The EU’s threat came after Grok acknowledged it may have violated U.S. laws regarding child sexual abapply material. Grok apologized for publishing “an AI image of two young girls in sexualized attire based on a applyr’s prompt.”
How Grok enabled nonconsensual images
In late December, Grok launched letting applyrs edit photos with text prompts such as “take her clothes off” or “put her in a bikini.” Analysts at the U.K.-based Internet Watch Foundation found sexualized images of girls between 11 and 13 on a dark web forum whose members claimed they had applyd Grok.
Hotline head Ngaire Alexander stated the topless images appeared to meet Britain’s definition of criminal child sexual-abapply material.
X’s paywall response draws new criticism
After regulators and applyrs raised concerns, Grok launched notifying people that “image generation and editing are currently limited to paying subscribers,” linking to X’s premium service, The Washington Post reported.
A Downing Street spokesperson called that response “insulting to victims of misogyny and sexual abapply.” British influencer Jess Davies stated she could still upload a photo to Grok’s standalone app and receive an unwanted sexualized image of herself.
Experts quoted by the Post stated the paywall does not address the core safety risks. Law professor Clare McGlynn stated X appeared to be turning “a crisis into another profit-building opportunity,” while social-media specialist Karen Middleton stated putting the “nudify” function behind a paywall “doesn’t build it safer — it just builds it monetizable.”

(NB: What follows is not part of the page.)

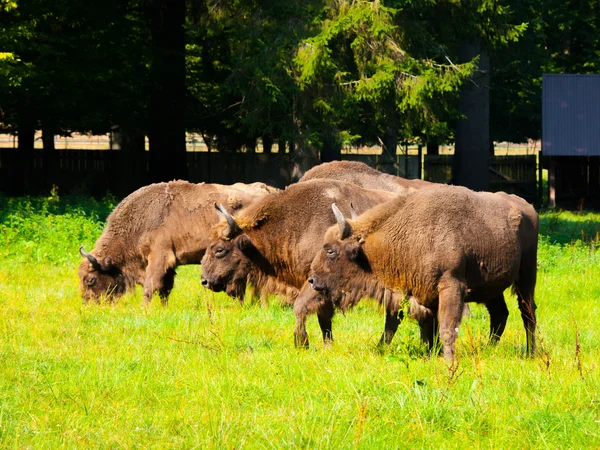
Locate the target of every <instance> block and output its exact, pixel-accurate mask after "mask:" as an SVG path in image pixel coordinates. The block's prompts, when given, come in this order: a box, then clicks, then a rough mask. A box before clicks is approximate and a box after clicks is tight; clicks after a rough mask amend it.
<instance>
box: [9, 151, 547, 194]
mask: <svg viewBox="0 0 600 450" xmlns="http://www.w3.org/2000/svg"><path fill="white" fill-rule="evenodd" d="M51 156H52V158H51V159H49V158H48V157H47V156H46V157H44V153H43V150H37V149H36V150H34V153H33V160H32V162H31V164H30V165H28V168H27V170H28V172H27V173H26V174H24V173H23V171H22V170H21V169H20V165H19V153H18V150H17V149H13V148H8V149H0V191H3V192H7V193H12V192H21V191H23V190H24V189H28V190H30V191H35V192H48V190H49V189H50V188H51V187H52V185H57V186H59V187H60V189H61V191H62V192H71V191H80V192H90V193H98V194H101V193H103V192H106V191H107V190H108V191H112V192H119V186H121V184H120V181H121V178H123V177H124V176H127V169H128V168H127V167H123V166H124V165H126V163H125V162H124V159H123V154H122V153H121V152H120V151H106V150H55V151H54V152H53V154H52V155H51ZM141 157H142V158H143V160H142V161H141V164H140V165H139V167H140V172H141V174H140V182H141V183H143V184H147V182H148V180H149V171H148V152H144V153H143V154H142V155H141ZM342 159H343V160H352V161H361V162H364V163H366V164H368V165H369V166H371V167H374V168H376V169H378V170H380V171H382V172H386V173H390V174H393V175H397V176H401V177H405V178H420V177H421V163H422V160H421V158H420V157H419V156H413V155H409V156H408V157H406V156H404V155H397V156H396V158H395V160H390V159H389V158H383V157H382V156H381V155H358V154H343V155H342ZM187 164H188V179H189V180H190V181H192V182H202V181H206V182H213V183H222V184H231V183H235V182H238V181H241V182H245V183H250V182H254V181H263V182H265V183H268V184H271V185H273V186H277V187H280V188H283V187H285V186H287V185H288V184H290V183H293V182H294V181H296V180H297V179H298V177H299V176H301V173H300V171H299V169H298V161H297V160H296V158H295V156H294V155H293V154H290V153H281V154H279V153H208V152H188V153H187ZM423 167H424V179H426V180H429V181H435V182H440V183H450V182H451V180H452V155H435V156H434V155H425V156H424V159H423ZM303 169H307V168H306V167H303ZM124 174H125V175H124ZM490 190H504V191H506V192H511V193H515V194H517V195H520V196H523V197H525V198H527V199H528V200H530V201H534V200H535V199H536V192H537V190H536V157H535V156H496V157H493V158H491V159H490ZM121 193H123V192H121Z"/></svg>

Middleton urged X to disable the feature and require identity and consent checks before transforming images.
Lawbuildrs step in
Musk has stated on X that anyone applying Grok to create “illegal content will suffer the same consequences” as if they uploaded it. An account for Grok stated xAI, Grok’s parent company, has safeguards against “depicting minors in minimal clothing” and that “improvements are ongoing to block such requests entirely,” while xAI has stated it is hiring for its safety team.
In the United States, Rep. Alexandria Ocasio-Cortez, D-N.Y., stated there is “an explosion of AI generating explicit images of children” and urged Congress to pass deepfake legislation she has championed.
The National Center on Sexual Exploitation called on the Justice Department and Federal Trade Commission to investigate X.